Fig. 5.. Safety and antibacterial properties of NCBP1 in vivo.

(A) Hemolytic activity of NCBP1. Triton X-100 was used as a positive control. Data are presented as mean ± SDs (n = 3 biological replicates). (B) Cell viability of HEp-2, A549, Vero, and H9c2 cells treated with NCBP1 based on the water-soluble tetrazolium salt-1 (WST-1) assay. (C) Survival rates of the mice after 5 days (n = 5 mice per group) following intravenous injections of PBS or NCBP1 at doses of 50, 100, and 150 mg/kg. (D) Residual antibacterial activity of NCBP1 at temperatures ranging from 25° to 100°C for 1 and 2 hours. S. cohnii L5 was used as the tested strain. (E) Residual antibacterial activity of NCBP1 at different pH levels ranging from 2 to 12 at 37°C for 1 and 2 hours. (F) Scheme of the experimental protocol of the mouse skin wound infection model and mouse peritonitis-sepsis model. (G) Representative images of the wounds. Scale bars, 5 mm. (H) Changes of wound areas under the treatment of NCBP1 on days 2, 4, 6, 8, and 10. (I) Survival rates of mice in the peritonitis-sepsis model (n = 6). P values were calculated using the two-sided log-rank (Mantel-Cox) test. (J) Effect of NCBP1 (55 and 110 mg/kg) or vancomycin (VAN, 110 mg/kg) on bacterial survival in different organs of mice (n = 4). P values were calculated using one-way ANOVA. *P < 0.05, **P < 0.01, ***P < 0.001.

Fig. 6.. NCBP1 enhances broad-spectrum disease resistance in maize.
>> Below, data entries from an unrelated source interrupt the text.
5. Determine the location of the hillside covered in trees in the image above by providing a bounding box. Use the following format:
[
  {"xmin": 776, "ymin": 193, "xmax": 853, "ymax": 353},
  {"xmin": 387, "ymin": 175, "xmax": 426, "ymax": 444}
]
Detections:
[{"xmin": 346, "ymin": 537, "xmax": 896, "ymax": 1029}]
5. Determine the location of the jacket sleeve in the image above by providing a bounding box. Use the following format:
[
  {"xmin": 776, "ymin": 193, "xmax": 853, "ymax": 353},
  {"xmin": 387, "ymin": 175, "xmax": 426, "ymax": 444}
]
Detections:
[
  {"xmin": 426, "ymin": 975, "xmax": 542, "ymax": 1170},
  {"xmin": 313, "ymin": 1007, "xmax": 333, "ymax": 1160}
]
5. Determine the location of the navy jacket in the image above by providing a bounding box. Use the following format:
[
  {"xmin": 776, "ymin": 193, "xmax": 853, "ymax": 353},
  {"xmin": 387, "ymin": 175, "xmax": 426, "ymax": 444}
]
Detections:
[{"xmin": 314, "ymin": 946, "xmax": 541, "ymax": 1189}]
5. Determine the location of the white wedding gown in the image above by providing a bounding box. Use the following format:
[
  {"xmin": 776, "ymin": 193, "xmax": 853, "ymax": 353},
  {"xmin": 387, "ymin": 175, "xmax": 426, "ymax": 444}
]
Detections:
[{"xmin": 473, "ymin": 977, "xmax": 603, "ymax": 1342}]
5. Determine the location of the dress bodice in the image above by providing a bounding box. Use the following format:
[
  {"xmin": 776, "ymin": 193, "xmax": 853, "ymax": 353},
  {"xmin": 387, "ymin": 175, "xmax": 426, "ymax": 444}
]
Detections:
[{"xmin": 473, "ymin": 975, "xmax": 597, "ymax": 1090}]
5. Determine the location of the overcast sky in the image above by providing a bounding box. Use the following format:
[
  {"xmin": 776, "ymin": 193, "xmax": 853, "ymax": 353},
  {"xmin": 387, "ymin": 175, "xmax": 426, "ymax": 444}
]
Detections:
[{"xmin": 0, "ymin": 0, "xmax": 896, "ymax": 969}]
(A) Images of B. maydis treated with 0 (control), 50, 75, 100, 150, and 200 μM NCBP1 at 12, 36, and 60 hours postinoculation (hpi). Scale bars, 5 mm. (B) The inhibition rates (%) of NCBP1 on B. maydis after 36 hours of treatment at concentrations of 0 (control), 50, 75, 100, 150, and 200 μM. (C) Images of F. verticillioides treated with 0 (control), 50, 75, 100, 150, and 200 μM NCBP1 at 12, 36, and 60 hpi. Scale bars, 5 mm. (D) The inhibition rates (%) of NCBP1 on F. verticillioides after 36 hours of treatment at concentrations of 0 (control), 50, 75, 100, 150, and 200 μM. (E) Representative images of southern corn leaf blight caused by B. maydis in NCBP1-treated and control plants. Photos were taken 4 days after inoculation (DAI). Scale bar, 1 cm. (F) Statistical analysis of the percentage of necrotic leaf area in NCBP1-treated and control plants infected with B. maydis. (G) Quantification of B. maydis DNA in NCBP1-treated and control plants. Maize Ef1a was used as the internal control. (H) Representative images of seed rot caused by F. verticillioides in NCBP1-treated and control plants. Photos were taken at 7 DAI. Scale bar, 0.5 cm. (I) Statistical analysis of the percentage of diseased seed area in NCBP1-treated and control plants infected with F. verticillioides. (J) Quantification of F. verticillioides levels in the seeds by quantitative PCR. Maize Ef1a was used as the internal control. P values were calculated using Student’s t test. *P < 0.05, ***P < 0.001.